Bud Weidenthal was a reporter, columnist and assistant City Editor for The Cleveland Press from 1950 to 1981.
He served as Vice President of Cuyahoga Community College until 1989, and editor of the Urban Report from 1990 until 2005.
Bud passed away in 2022.

11.15.2011

Halloween


  The other day we got this very official looking, serious sounding letter signed by the police chief, the mayor and the Superintendent of Schools in  telling us exactly when, how and under what circumstances Halloween would be celebrated this year in our tony top-ranked suburb. A little spooky I thought to myself, having grown up in a Cleveland suburb not far away, but a long time ago. How times have changed, I thought to myself, as I tucked the letter away in a file, just in case. You never know.


  That night my mind drifted back to those wondrous late depression/early war years when we were growing up on Euclid Heights Blvd. in Cleveland Heights. It seemed like everybody, lived on that apartment laden stretch of two blocks from Coventry to Hampshire. There were lots of us, and, for the most part, we all hung together and had glorious times. The ominous specter of war, the desperation of depression, hidden somewhere else for the moment. One of the highlights of the year was planning for Halloween naughtiness.  We called it Halloweening. (No guidance from the police chief in those days.)
We managed to get a pretty good group together for our unauthorized night on the town. Not much for costumes in those days, but we did manage to fill our ample pockets with pebbles we had scooped up from the driveways, and a plentiful supply of wax candles. And we were off. Looking back, this was a potent gang of pre-teens. Mostly now retired, a few no longer with us. A couple of Washington lawyers, a prominent research neurologist, a physicist, and of course the innocent looking little guy who became a daily journalist.

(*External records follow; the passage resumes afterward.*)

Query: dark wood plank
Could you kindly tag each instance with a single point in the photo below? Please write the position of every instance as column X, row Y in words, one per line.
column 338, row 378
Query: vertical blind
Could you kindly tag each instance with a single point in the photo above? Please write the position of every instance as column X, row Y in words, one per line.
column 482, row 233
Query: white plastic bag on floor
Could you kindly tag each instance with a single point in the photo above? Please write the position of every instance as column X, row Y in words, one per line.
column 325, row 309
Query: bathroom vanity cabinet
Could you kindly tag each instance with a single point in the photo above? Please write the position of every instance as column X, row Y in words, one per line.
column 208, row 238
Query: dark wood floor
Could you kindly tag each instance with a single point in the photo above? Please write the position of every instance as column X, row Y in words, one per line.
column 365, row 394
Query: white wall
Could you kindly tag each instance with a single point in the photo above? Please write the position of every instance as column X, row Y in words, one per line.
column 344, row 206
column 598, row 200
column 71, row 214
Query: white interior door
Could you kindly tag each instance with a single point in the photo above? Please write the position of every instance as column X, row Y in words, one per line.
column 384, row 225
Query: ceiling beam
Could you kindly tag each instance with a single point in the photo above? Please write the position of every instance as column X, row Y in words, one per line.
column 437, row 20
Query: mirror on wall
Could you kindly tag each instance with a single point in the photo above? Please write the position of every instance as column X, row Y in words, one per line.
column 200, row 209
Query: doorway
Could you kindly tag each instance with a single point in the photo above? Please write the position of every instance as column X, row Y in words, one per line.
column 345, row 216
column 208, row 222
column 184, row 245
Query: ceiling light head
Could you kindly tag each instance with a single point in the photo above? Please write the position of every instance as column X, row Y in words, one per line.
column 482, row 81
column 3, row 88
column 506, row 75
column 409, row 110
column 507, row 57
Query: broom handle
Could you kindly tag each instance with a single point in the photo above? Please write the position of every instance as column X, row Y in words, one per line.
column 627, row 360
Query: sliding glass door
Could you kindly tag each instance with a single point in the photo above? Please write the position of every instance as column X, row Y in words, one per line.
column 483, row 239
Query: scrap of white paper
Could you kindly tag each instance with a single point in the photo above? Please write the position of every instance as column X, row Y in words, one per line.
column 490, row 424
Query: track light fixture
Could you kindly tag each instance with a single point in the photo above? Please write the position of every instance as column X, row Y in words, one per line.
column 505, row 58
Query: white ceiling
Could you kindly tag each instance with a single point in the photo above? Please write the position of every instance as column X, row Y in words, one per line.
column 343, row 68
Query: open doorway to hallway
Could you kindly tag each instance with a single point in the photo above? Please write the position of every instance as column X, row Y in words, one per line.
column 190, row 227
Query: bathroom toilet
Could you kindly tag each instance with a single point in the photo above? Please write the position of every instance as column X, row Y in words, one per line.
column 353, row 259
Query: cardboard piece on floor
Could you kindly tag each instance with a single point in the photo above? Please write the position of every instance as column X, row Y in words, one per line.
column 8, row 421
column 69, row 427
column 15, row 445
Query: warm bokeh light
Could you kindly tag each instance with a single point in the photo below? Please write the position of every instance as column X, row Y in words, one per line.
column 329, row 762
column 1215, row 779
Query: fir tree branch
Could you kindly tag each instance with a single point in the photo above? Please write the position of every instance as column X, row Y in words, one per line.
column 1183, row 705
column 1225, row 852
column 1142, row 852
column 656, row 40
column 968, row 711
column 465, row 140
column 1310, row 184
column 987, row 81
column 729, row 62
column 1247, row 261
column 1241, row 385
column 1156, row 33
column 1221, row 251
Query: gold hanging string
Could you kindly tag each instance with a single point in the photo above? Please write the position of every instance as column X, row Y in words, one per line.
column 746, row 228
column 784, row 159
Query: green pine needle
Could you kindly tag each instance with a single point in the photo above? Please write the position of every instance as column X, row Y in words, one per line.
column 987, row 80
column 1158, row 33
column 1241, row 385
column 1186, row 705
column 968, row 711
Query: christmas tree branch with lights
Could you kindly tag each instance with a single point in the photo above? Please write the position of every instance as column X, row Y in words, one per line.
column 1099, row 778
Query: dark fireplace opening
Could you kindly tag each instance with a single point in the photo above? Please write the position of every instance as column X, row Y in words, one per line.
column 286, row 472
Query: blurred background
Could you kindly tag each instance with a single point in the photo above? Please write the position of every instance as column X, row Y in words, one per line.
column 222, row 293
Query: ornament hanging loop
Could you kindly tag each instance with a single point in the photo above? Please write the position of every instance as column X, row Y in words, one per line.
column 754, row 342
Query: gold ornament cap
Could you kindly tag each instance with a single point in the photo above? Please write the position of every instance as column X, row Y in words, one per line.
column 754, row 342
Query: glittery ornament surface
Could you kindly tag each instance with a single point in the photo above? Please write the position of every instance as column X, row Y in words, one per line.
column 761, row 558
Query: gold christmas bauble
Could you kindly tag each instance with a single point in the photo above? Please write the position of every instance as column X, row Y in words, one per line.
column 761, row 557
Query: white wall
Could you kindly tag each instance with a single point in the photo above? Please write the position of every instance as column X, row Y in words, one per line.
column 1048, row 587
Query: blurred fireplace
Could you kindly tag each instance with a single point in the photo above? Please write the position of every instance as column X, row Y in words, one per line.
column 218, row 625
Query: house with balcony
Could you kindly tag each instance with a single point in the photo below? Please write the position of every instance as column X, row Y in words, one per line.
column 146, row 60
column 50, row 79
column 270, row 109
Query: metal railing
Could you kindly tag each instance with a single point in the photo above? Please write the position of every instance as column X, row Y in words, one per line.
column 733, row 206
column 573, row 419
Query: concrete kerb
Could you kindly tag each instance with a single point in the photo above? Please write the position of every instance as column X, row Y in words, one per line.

  We would head first for Mrs. Breslin’s.  She had the misfortune of living on the first floor of one of buildings near Lancashire, where we often gathered often and were from time to time unruly. She regularly and angrily complained about the noise and threatened us with reprisals.  She had earned her stripes as an obvious holiday target. A few noisy pebbles smacked her windows. We shouted some naughty words.  And there she was at the window, threatening to call the police.

  We exited rapidly to the next block, innocently trick or treating. Scribbling bad words on some windows, kicking over a few garbage cans, we headed up the hill to the “haunted house” the enormous and very scary Briggs estate, now the Mornington Lane condos.  We left our mark there, too. A couple of broken locks, some graffiti.  Maybe a cracked window.  It was frightening and fun.

  Rest assured the next day there were no arrests, no screaming headlines in the PD, or The Press, or The News, and we were back in school with smirks on our faces, none the worse for wear. But I could not resist fast forwarding in my fantasy to the reaction that this kind of this commotion might have been in circa 2005. How might the PD might react to “suburban vandalism” today?

  On local television: Channel 3 is the first “live” to Mrs. Breslin’s door. ”Bad kids, dangerous!” she would say, dressed in a house coat.  Channel 19 is investigating, “How vandals slipped away from police!” Channel 8 calls in a child psychiatrist...and interviews a neighbor who calls the young vandals, “usually pretty good kids..it’s been a good neighborhood.”  CNN anchor Brown looked at what he called “the growing dangers of holidays like Halloween.  How did did it get that way? Terror in our own back yard!” he concludes.

It is obvious that we are stretching a bit to make a point. Sadly times have changed as has the media. Indeed, “Terror in our own back yards” has a gruesome touch of reality to it.  And perhaps the stern letter from the city fathers is logical, even necessary in these troubled times.
But, as I reflect over a lifetime of suburban living in Greater Cleveland, I long for the days when it wasn’t.